Lateral ligament sprain
ATFL (anterior talofibular ligament) most commonly injured. Grade I: stretch, no laxity; Grade II: partial tear, some laxity; Grade III: complete rupture, significant laxity. Anterior drawer test (ATFL laxity). RICE + mobilisation + physiotherapy. 90% recover fully with Grade I–II.
Achilles tendinopathy
Posterior ankle/heel pain, worse first thing in the morning and after exercise, improves with warming up. Tender thickened Achilles tendon. No rupture (Simmonds negative). Eccentric loading programme (Alfredson protocol) is first-line. Avoid fluoroquinolones (Achilles tendon risk).
Achilles tendon rupture
Sudden severe posterior ankle pain — often described as "someone kicked me in the back of the leg." Simmonds squeeze test positive. Palpable gap. Same-day orthopaedics — conservative (functional bracing) vs surgical repair (lower re-rupture rate).
Gout
Acute: severe, hot, red, swollen ankle or first MTP joint (podagra). Peak at 12–24 hrs, resolves in 1–2 weeks. Serum urate (may be normal during acute attack — reduced by inflammation). Joint aspiration: MSU (monosodium urate) crystals (needle-shaped, negatively birefringent).
Ankle OA
Insidious onset pain, worse activity, better rest. Morning stiffness <30 min. Reduced range of motion (dorsiflexion). X-ray: joint space narrowing, osteophytes, subchondral sclerosis. Risk: previous fracture (post-traumatic OA most common cause of ankle OA).

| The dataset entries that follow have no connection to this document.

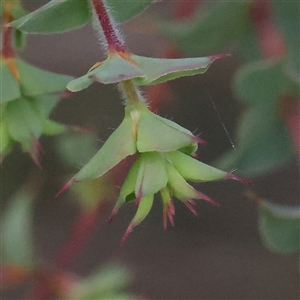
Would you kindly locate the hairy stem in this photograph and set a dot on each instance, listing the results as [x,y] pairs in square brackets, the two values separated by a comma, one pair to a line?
[110,32]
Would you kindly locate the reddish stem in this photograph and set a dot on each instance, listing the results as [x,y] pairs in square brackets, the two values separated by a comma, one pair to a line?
[7,50]
[113,41]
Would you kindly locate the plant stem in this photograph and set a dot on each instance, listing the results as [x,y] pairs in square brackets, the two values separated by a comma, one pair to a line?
[110,32]
[7,51]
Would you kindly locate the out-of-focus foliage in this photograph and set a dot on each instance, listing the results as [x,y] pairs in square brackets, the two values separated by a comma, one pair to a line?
[279,227]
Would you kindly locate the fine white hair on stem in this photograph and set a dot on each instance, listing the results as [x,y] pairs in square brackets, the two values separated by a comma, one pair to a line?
[97,26]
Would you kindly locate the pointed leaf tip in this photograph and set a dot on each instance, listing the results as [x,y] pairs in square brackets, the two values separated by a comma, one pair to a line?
[206,198]
[65,187]
[190,205]
[127,232]
[217,56]
[234,177]
[199,140]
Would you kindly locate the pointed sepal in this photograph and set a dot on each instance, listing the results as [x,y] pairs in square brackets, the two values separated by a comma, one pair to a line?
[143,210]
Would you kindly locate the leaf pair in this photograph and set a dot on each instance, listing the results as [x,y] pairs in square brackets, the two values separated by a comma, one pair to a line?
[142,70]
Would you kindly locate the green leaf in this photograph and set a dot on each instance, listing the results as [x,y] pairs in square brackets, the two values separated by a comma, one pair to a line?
[129,184]
[143,210]
[6,140]
[113,69]
[36,81]
[144,70]
[102,284]
[279,227]
[9,87]
[159,70]
[264,82]
[287,16]
[19,39]
[91,192]
[159,134]
[216,24]
[124,10]
[193,169]
[55,16]
[181,189]
[118,146]
[152,175]
[16,230]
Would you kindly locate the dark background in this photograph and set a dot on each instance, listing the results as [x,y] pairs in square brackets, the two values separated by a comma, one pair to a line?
[218,255]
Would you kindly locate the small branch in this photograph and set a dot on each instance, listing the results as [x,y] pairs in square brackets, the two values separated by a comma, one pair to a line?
[110,32]
[7,50]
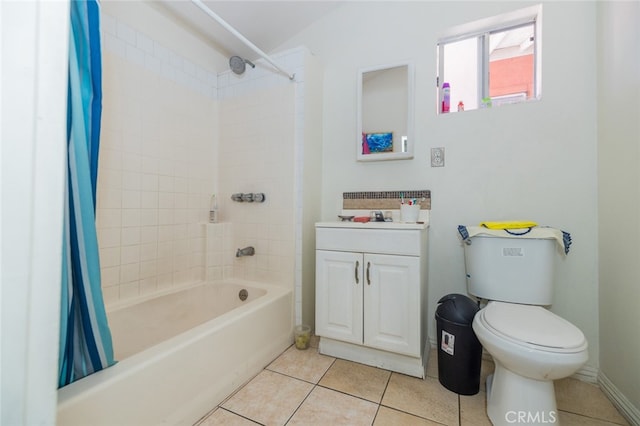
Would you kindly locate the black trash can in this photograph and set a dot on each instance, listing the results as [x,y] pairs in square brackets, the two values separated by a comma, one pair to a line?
[459,351]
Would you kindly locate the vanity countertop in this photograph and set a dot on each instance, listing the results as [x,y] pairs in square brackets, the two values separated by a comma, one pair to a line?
[373,225]
[422,223]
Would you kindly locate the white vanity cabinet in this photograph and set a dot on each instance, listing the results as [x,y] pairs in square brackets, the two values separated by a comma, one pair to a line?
[371,294]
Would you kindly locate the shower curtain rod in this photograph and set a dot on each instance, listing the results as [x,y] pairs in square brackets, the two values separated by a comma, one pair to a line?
[240,37]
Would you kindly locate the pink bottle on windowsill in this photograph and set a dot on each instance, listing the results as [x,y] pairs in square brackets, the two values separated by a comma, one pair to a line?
[446,97]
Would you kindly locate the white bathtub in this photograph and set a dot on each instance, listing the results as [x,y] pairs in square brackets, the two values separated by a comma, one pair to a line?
[175,361]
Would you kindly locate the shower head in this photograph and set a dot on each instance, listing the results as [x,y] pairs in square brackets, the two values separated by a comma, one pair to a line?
[238,64]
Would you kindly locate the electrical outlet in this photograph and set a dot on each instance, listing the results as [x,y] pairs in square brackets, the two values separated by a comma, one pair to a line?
[437,157]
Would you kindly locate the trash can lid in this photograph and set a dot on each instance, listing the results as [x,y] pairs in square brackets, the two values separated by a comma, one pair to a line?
[457,308]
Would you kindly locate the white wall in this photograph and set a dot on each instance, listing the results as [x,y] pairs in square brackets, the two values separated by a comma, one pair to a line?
[533,161]
[619,198]
[34,40]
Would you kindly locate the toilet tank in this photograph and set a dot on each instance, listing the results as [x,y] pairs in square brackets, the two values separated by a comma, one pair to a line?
[517,270]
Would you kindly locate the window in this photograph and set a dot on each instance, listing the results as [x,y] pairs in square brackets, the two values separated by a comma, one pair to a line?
[492,62]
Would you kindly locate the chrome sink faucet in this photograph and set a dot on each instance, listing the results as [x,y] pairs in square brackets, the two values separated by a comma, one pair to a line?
[247,251]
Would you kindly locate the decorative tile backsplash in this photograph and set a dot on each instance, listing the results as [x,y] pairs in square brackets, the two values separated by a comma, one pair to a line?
[377,200]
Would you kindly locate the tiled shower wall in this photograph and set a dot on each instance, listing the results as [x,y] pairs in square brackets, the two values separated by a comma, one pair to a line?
[155,171]
[159,165]
[257,152]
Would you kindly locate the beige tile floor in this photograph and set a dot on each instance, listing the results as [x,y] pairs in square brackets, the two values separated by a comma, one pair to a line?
[302,387]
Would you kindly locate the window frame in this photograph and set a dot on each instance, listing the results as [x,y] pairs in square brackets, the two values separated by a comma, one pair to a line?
[482,30]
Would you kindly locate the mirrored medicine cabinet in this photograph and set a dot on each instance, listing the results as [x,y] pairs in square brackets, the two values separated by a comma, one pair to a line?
[385,113]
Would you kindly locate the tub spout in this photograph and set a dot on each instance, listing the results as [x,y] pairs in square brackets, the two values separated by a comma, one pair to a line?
[247,251]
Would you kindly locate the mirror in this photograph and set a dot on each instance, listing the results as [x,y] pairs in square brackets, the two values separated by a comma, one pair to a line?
[385,113]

Posterior tibial tendon dysfunction (PTTD)
Acquired adult flat foot. Medial ankle pain, progressive flattening of medial arch. "Too many toes" sign (excess toes visible from behind). Orthotics + physiotherapy early (Stage I–II). Surgery (Stage III–IV). Fluoroquinolones risk factor.
Peroneal tendon pathology
Lateral ankle pain persisting after sprain — often confused for ligament injury. Peroneal tendons (peroneus longus and brevis) run posterior to lateral malleolus. Subluxation: snap/clunk sensation. Tear: chronic lateral ankle pain. USS/MRI confirmatory.